Nor were Sami’s strictures limited to the shrine’s music: “We don’t like tomb worship,” he continued. “We do not pray to dead men, even the saints. We believe there is no power but God. I invite people who come here to return to the true path of the Koran. Do not pray to a corpse: Rahman Baba is dead. Go to the mosque, not to a grave.”

This sort of madrasa-driven change in attitudes has been reproduced across Pakistan in the last 30 years. There are now 31 times as many madrasas in the country as there were in 1947: from 245 at Independence the number shot up to 6,870 in 2001, and greatly increased year by year since then. Across Pakistan, the religious tenor has been correspondingly radicalised: the tolerant Sufi-minded Barelvi form of Islam is now out of fashion in a country increasingly over-run by the rise of the more hardline and politicised Wahhabi-Salafism. Many Sufi mosques and shrines have come under attack in recent years, including the 2010 bombing of the Data Darbar shrine in Lahore that killed more than 40 people.

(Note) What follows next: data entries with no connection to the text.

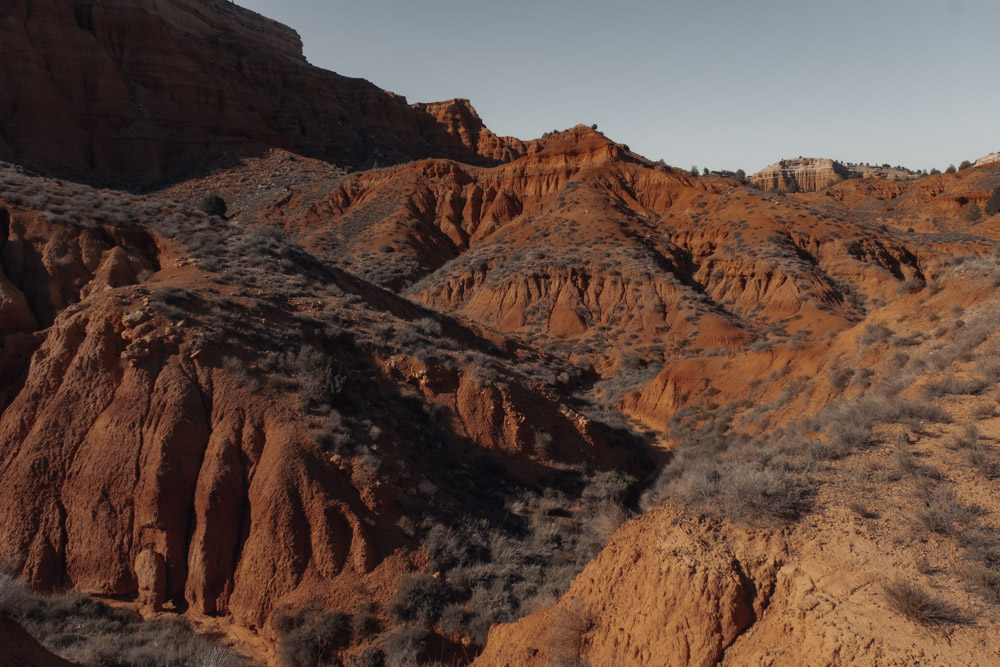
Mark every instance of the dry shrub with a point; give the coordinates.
(917, 604)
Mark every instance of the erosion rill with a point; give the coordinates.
(413, 392)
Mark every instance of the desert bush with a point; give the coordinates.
(943, 513)
(405, 646)
(310, 636)
(213, 204)
(370, 657)
(874, 334)
(364, 622)
(420, 597)
(84, 630)
(953, 385)
(973, 212)
(993, 203)
(917, 604)
(318, 378)
(984, 579)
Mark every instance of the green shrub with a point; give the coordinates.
(973, 212)
(993, 203)
(309, 637)
(917, 604)
(213, 204)
(420, 597)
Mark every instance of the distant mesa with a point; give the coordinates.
(988, 159)
(810, 174)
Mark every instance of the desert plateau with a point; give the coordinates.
(295, 372)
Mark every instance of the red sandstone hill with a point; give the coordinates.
(400, 412)
(127, 92)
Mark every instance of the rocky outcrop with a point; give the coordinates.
(808, 174)
(992, 158)
(134, 92)
(692, 591)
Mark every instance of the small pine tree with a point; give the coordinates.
(993, 203)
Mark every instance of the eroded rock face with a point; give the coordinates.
(665, 591)
(807, 174)
(20, 649)
(134, 92)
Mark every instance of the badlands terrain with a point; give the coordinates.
(294, 372)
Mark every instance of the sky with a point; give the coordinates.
(723, 84)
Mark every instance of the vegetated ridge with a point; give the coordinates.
(403, 413)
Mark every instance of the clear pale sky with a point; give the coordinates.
(723, 84)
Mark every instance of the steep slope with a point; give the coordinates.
(897, 560)
(133, 93)
(151, 444)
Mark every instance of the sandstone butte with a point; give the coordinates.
(303, 406)
(811, 174)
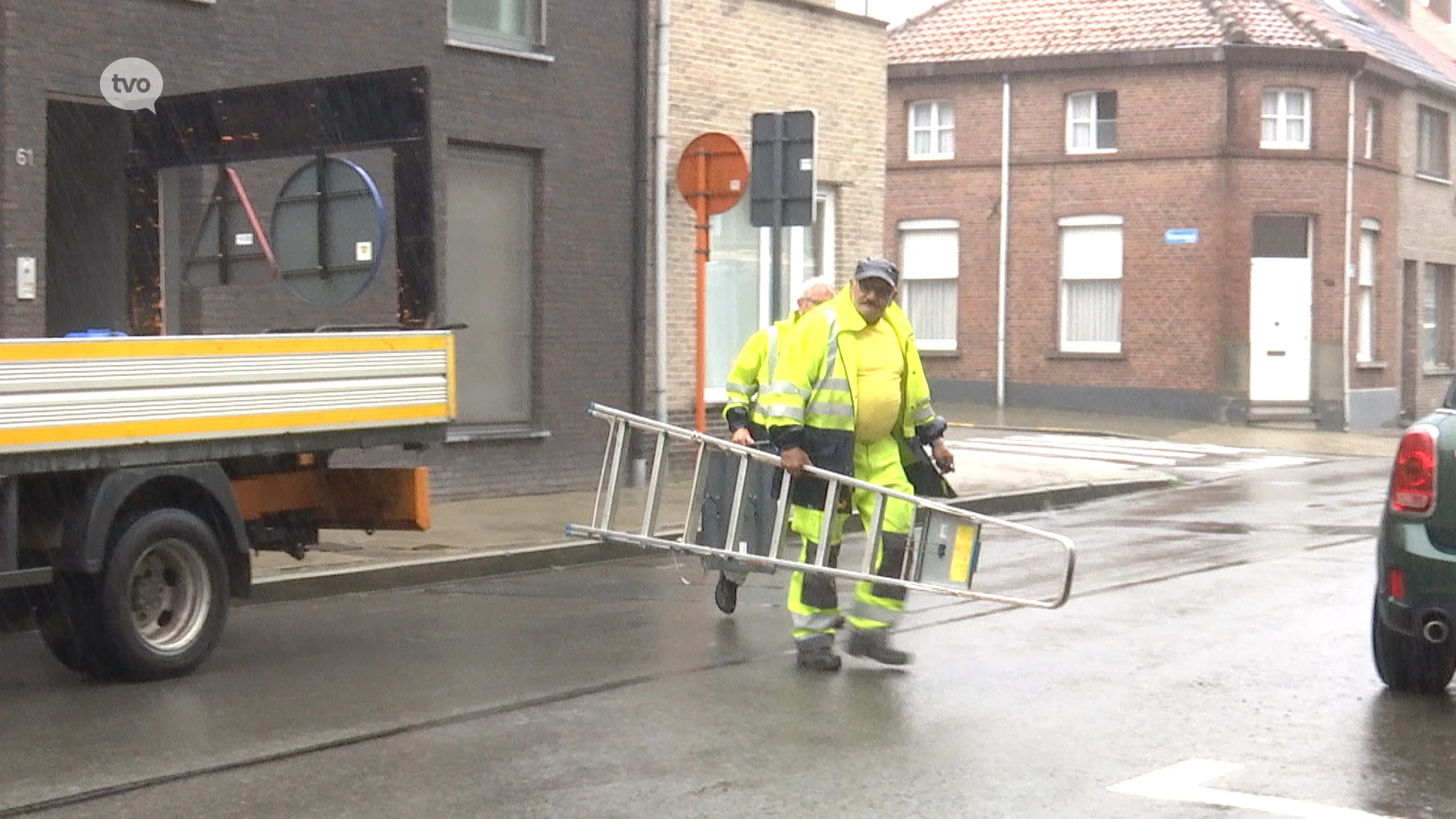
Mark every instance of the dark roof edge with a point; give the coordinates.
(1141, 58)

Sufism is not only the most effective antidote to Taliban-style radicalism, it is an entirely indigenous resistance movement to fundamentalisms of all sorts, with the deepest roots in South Asian soil. That is exactly why the Talibs hate the Sufis and attempt to suppress them. If only the Pakistani governments could finance schools which taught Pakistanis to respect their own indigenous and syncretic religious traditions, rather than buying fleets of American F-16 fighters, and handing over education to the Saudis, Pakistani might now yet be a potential partner of a future Indian superpower — a place where Sufis can still sing safely and in peace. Instead, Pakistan is every day increasingly coming more to resemble a tragic would-be clone of pre-9/11 Taliban Afghanistan.